Pin leaned back in his chair. “That is why I dislike revealing my plans in advance,” he said. “Someone such as yourself always responds to the outline before hearing the details. I have thought this out carefully, and we have nothing to fear from Professor Moriarty.”
“And just why is that?” McAdams asked.
“Because he won’t know he’s being attacked. He’ll believe that it’s merely another case of the police hounding off in the wrong direction because they see evil in everything he does, even if they’ve never been able to prove it.”
“The way I hear it,” the Codger said, “it’s Holmes that sees the professor behind every bush, and he’s never been able to convince the police.”
“Yes, but now Holmes has disappeared. They’re sure to suspect Moriarty of that.
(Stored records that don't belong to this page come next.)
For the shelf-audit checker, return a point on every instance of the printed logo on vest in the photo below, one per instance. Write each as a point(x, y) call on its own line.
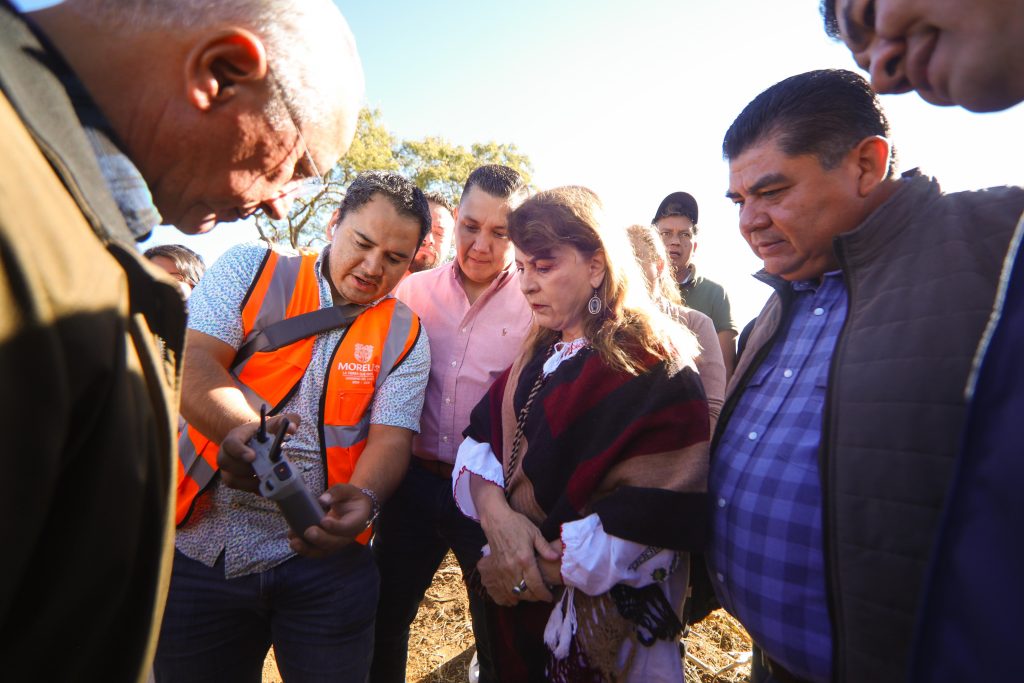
point(361, 372)
point(364, 352)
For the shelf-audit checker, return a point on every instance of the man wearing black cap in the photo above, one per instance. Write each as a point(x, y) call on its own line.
point(676, 220)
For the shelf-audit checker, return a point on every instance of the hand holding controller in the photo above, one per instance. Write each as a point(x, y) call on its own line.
point(281, 481)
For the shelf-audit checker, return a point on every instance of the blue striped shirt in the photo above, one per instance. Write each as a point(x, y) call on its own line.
point(767, 552)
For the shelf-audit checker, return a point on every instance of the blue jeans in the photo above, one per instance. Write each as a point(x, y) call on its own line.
point(318, 614)
point(416, 528)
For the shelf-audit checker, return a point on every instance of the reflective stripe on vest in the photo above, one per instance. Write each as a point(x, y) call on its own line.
point(381, 337)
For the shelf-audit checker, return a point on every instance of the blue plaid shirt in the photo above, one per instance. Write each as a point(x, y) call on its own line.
point(767, 555)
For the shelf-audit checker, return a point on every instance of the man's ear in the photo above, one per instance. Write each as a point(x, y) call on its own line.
point(219, 65)
point(597, 267)
point(873, 155)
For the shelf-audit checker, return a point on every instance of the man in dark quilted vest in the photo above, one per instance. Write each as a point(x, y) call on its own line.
point(836, 444)
point(117, 116)
point(970, 54)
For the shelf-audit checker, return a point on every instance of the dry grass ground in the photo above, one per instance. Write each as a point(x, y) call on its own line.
point(441, 641)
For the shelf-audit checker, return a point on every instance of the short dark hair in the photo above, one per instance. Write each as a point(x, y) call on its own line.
point(827, 9)
point(678, 204)
point(187, 262)
point(407, 199)
point(439, 200)
point(497, 180)
point(823, 113)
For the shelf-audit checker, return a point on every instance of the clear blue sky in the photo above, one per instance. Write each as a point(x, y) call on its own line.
point(631, 99)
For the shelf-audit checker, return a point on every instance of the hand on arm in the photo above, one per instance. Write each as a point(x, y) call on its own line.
point(516, 548)
point(380, 468)
point(727, 340)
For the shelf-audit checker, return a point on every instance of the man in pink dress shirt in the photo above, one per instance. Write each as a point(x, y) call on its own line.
point(476, 319)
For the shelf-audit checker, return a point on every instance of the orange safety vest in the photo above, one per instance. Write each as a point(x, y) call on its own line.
point(369, 349)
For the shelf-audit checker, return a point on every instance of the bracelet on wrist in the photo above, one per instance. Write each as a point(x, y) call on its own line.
point(375, 506)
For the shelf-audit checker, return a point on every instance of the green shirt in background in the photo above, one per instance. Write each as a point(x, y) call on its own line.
point(710, 298)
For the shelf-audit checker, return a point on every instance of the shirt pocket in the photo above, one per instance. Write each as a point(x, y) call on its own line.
point(763, 372)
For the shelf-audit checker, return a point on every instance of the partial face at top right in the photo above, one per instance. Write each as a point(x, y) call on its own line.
point(966, 52)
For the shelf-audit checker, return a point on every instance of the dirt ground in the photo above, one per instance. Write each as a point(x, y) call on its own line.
point(441, 642)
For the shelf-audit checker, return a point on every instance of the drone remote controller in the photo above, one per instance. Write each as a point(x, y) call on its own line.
point(281, 481)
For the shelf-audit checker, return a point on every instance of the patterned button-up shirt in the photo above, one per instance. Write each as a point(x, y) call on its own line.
point(767, 553)
point(248, 528)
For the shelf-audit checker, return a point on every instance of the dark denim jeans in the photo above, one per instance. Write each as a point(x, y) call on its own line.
point(318, 614)
point(416, 528)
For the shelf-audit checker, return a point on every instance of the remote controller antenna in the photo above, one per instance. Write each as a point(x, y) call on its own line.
point(261, 434)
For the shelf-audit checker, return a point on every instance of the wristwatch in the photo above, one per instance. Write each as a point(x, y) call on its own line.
point(375, 506)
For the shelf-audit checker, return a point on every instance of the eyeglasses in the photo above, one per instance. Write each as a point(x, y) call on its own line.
point(309, 185)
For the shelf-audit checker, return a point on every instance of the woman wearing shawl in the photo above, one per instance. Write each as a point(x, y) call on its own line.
point(586, 463)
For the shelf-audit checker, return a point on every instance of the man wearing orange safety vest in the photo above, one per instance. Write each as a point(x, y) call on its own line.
point(320, 339)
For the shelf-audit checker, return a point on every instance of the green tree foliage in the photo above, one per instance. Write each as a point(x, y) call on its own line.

And when a major robbery happens shortly after . . .”
“You have a point,” the Codger conceded.
“Of course. By the time the professor figures out that he’s being set up, he’ll be in it too deep to get out. And he won’t know from what direction the frame is coming.”
“I don’t know,” Cooley the Pup said. “The professor’s been a big help to a lot of us over the years.”
“A million pounds each,” Pin Dok Low reminded them.
“I’m in,” Angelic Tim McAdams declared.
“I suppose the professor can take care of himself,” the Artful Codger decided.